Monday, October 24, 2011

How did he do it?

Twenty-four.

Twenty-four grandchildren.

Every one of them present at your funeral, minus two. One overseas serving as a missionary, the other hundreds of miles away serving in the navy. Both expressing how badly they wanted to be home --for you.

We came from miles around, took off work, drove through the night, bought expensive tickets, even flew in our families, made impossible things happen so we could be there.

It looked like a small army, the family section at the funeral. Most had their children beside them. And what a crowd was there! I thought the receiving line would never end. I've never seen such a turnout for a 90-year-old's funeral. It shows you didn't stop making sure people felt loved, even in your last years.
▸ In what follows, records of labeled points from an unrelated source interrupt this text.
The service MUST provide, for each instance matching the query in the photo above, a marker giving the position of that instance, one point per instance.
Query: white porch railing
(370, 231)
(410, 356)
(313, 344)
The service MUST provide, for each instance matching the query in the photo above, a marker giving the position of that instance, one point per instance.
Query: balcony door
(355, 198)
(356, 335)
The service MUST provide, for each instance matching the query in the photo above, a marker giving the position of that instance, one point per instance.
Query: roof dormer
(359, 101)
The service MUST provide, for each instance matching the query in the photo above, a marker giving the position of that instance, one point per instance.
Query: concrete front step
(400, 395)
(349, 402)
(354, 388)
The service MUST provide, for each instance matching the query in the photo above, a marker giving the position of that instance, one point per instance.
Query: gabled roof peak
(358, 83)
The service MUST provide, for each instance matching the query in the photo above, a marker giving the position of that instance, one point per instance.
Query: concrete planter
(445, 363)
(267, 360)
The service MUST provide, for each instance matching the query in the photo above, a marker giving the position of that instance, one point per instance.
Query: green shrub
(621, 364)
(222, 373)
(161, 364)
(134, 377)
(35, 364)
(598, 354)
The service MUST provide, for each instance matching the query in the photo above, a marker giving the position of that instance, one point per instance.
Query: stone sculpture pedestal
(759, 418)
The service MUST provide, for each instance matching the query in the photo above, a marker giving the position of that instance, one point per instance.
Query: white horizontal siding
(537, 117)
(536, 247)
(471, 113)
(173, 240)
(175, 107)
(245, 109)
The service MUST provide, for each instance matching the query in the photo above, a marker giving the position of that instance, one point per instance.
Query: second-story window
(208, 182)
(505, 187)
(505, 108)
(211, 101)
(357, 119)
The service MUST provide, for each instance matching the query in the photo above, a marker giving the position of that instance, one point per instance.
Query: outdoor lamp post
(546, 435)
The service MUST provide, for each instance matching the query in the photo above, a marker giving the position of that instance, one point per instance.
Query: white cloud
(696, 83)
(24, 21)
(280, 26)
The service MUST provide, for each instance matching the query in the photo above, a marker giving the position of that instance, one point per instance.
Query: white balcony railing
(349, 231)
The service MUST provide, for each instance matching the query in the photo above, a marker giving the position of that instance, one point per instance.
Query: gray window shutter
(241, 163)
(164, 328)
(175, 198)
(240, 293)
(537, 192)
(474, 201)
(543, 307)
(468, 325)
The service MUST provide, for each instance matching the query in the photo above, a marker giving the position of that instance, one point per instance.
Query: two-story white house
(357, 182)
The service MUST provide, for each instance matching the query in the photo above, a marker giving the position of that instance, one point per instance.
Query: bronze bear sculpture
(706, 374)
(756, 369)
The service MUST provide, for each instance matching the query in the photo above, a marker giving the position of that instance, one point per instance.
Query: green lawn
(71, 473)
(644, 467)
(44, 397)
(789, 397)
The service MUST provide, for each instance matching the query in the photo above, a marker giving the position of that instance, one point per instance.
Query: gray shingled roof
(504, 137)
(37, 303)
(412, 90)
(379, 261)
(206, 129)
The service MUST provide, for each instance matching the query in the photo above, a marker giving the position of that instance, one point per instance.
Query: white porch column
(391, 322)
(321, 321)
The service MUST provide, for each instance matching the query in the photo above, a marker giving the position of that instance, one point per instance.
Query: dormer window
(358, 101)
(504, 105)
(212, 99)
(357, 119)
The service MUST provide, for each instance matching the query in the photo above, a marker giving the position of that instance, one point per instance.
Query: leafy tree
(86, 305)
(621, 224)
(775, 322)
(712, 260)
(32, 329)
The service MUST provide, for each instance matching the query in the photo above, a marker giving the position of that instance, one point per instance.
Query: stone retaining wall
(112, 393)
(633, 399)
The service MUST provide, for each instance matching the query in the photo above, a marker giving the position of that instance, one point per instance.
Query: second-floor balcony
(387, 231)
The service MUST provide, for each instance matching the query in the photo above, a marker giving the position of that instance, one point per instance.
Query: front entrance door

So many people. So many coming up and telling us how special you were. I heard things like: "He was such a gentleman." "He will be missed." He was so gentle and kind." "He was the same man wherever he went." I'd choke back the tears and try to leave the conversation before I needed a professional cosmetologist to get the mascara stains off of my face.

But... there a lots of gentle, kind, loving people who die every day who evoke this response out of people.

I really can't get over the fact that every grandchild possible --and their spouses were present. Is this normal? And it's not like we just felt like we needed to be there for our mothers. We could not miss it.

We couldn't.

And for the last little while I've been trying to figure out why.

Was it that we always felt so special around him?
Was it his dignity we admired?
Was it how he loved his family?
Was it how he served his church?
How he never complained --and yet, in his last few years, tried to be honest when we asked him how he was feeling?
Was it his wise counsel?

I want to know.

I want to know so that I can direct my boys in his steps.

This wasn't just a "sweet grandpa."

This was a man that was described by someone who had known him for years as:

"Nobody's perfect right? ["Right."] "But Weldon, he was perfect. Not a flaw. Not a flaw."